The foreign currency rating for Jordan Islamic Bank (JIB) has been revised from ‘BBB- / A-3’ (Triple B Minus / A – Three) to ‘BB+ / A-3’ (Double B Plus / A – Three) on account of developing pressures on the economic front, given a slowdown in the economy and persistent current account deficits. Concurrently the local currency rating has also been revised from ‘BBB / A-3’ (Triple B / A- Three) to ‘BBB – / A-3’ (Triple B Minus / A- Three).
Within the context of the Jordanian economy, JIB remains a fundamentally strong institution and also derives strength from the financial standing of its major shareholder i.e. Al Baraka Banking Group (ABG) which owns 66% shares in the bank. ABG, as of June 30, 2011 had assets and equity of $16.5bn, and $1.83bn respectively, with presence in more than 10 countries.
The board of directors of JIB comprises eminent professionals and the senior management team has also remained stable. JIB is amongst the five largest banks in Jordan, with a market share (assets) of 7.4% as at FYE’10 and is the largest Islamic bank in the country. As such the bank has a strong franchise value, depicted also in the composition and stability of its deposit base.

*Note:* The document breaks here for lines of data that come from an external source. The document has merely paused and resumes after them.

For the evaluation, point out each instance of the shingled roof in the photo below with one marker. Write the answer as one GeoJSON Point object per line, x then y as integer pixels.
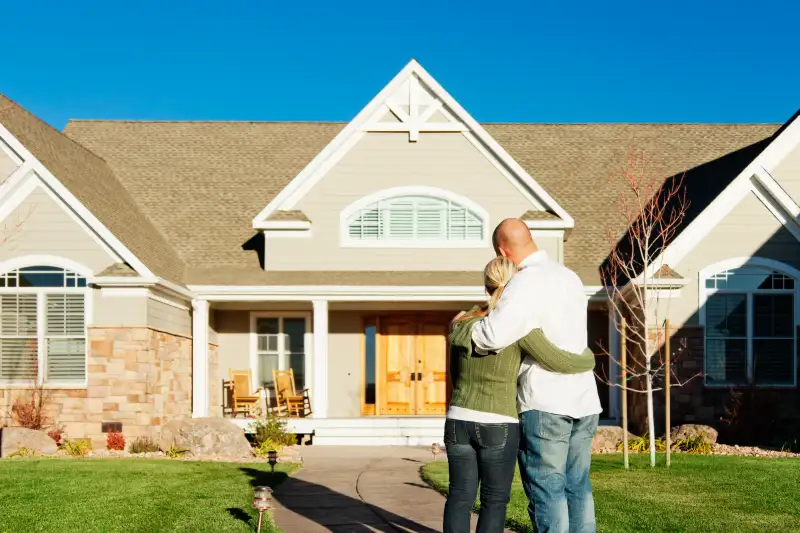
{"type": "Point", "coordinates": [201, 183]}
{"type": "Point", "coordinates": [92, 181]}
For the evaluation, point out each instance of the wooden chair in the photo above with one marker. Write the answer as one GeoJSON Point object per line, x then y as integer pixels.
{"type": "Point", "coordinates": [243, 400]}
{"type": "Point", "coordinates": [290, 402]}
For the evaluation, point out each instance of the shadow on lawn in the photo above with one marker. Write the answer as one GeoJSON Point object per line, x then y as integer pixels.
{"type": "Point", "coordinates": [331, 509]}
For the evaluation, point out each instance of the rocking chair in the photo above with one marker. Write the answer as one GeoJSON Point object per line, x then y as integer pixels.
{"type": "Point", "coordinates": [289, 401]}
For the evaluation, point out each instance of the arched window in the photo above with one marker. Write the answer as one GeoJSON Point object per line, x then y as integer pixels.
{"type": "Point", "coordinates": [42, 326]}
{"type": "Point", "coordinates": [748, 311]}
{"type": "Point", "coordinates": [414, 217]}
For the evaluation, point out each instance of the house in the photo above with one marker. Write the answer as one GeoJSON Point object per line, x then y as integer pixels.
{"type": "Point", "coordinates": [142, 261]}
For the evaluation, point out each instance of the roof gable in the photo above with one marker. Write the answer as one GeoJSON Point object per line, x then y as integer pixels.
{"type": "Point", "coordinates": [91, 182]}
{"type": "Point", "coordinates": [201, 183]}
{"type": "Point", "coordinates": [412, 102]}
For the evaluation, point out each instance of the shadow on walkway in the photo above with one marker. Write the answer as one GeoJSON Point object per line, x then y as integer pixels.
{"type": "Point", "coordinates": [332, 510]}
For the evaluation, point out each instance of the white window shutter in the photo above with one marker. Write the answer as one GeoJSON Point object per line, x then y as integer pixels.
{"type": "Point", "coordinates": [409, 218]}
{"type": "Point", "coordinates": [65, 335]}
{"type": "Point", "coordinates": [18, 342]}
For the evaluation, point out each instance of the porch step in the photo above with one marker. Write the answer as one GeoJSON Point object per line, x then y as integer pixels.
{"type": "Point", "coordinates": [396, 431]}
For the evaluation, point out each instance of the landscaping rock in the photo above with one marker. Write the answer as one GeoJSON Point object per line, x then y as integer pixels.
{"type": "Point", "coordinates": [12, 439]}
{"type": "Point", "coordinates": [205, 436]}
{"type": "Point", "coordinates": [689, 431]}
{"type": "Point", "coordinates": [608, 438]}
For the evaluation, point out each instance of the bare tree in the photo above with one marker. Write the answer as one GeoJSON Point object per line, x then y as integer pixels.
{"type": "Point", "coordinates": [652, 210]}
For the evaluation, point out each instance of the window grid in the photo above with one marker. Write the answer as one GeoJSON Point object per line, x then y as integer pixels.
{"type": "Point", "coordinates": [42, 330]}
{"type": "Point", "coordinates": [408, 218]}
{"type": "Point", "coordinates": [274, 348]}
{"type": "Point", "coordinates": [765, 284]}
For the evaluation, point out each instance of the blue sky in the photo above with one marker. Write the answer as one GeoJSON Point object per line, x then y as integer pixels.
{"type": "Point", "coordinates": [526, 60]}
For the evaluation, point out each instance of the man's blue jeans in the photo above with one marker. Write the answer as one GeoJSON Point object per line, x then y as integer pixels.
{"type": "Point", "coordinates": [555, 455]}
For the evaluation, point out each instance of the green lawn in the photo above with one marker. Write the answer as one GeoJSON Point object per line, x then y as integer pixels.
{"type": "Point", "coordinates": [133, 495]}
{"type": "Point", "coordinates": [699, 493]}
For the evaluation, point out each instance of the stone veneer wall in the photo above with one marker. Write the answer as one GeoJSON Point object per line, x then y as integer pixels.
{"type": "Point", "coordinates": [694, 402]}
{"type": "Point", "coordinates": [138, 376]}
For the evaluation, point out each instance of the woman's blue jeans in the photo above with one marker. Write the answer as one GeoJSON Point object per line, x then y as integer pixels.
{"type": "Point", "coordinates": [485, 455]}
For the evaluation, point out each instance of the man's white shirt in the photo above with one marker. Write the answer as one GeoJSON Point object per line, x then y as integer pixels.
{"type": "Point", "coordinates": [543, 294]}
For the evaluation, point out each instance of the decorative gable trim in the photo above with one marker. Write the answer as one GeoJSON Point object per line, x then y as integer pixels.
{"type": "Point", "coordinates": [417, 119]}
{"type": "Point", "coordinates": [30, 163]}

Shareholders’ equity stood at $272.7m as at FYE’10, depicting a capital adequacy ratio (CAR) of 12.9%. Equity for September 30, 2011 is $281.1m. In the last quarter of 2010, CBJ has implemented a new mechanism for calculation of CAR of Islamic banks. According to the new mechanism, JIB’s CAR stands around 21.6% (and 20.8% as at 3QE’;11), against a minimum requirement of 12%.
Over the last 5 years, JIB has increased focus on financing in the areas of corporate and SMEs. Asset quality indicators have come under pressure, due to the slowdown in the economy, but continue to compare favorably with industry experience. In relation to the bank’s loss absorption capacity, expected loan losses, as manifested in impairment ratios, do not pose a significant risk to the bank.
The bank has remained profitable over the years. Earnings have largely remained consistent over the last couple of reporting periods, having fallen from a peak of 2008. Return trends continue with ROAA falling slightly further at 1.03%.
The bank has a fairly liquid balance sheet, with liquid assets in relation to total borrowings and deposits being 48% as at 3QE’11. Retail deposits comprised 87% of the deposit base as at FYE’10, providing further support to liquidity profile of the bank.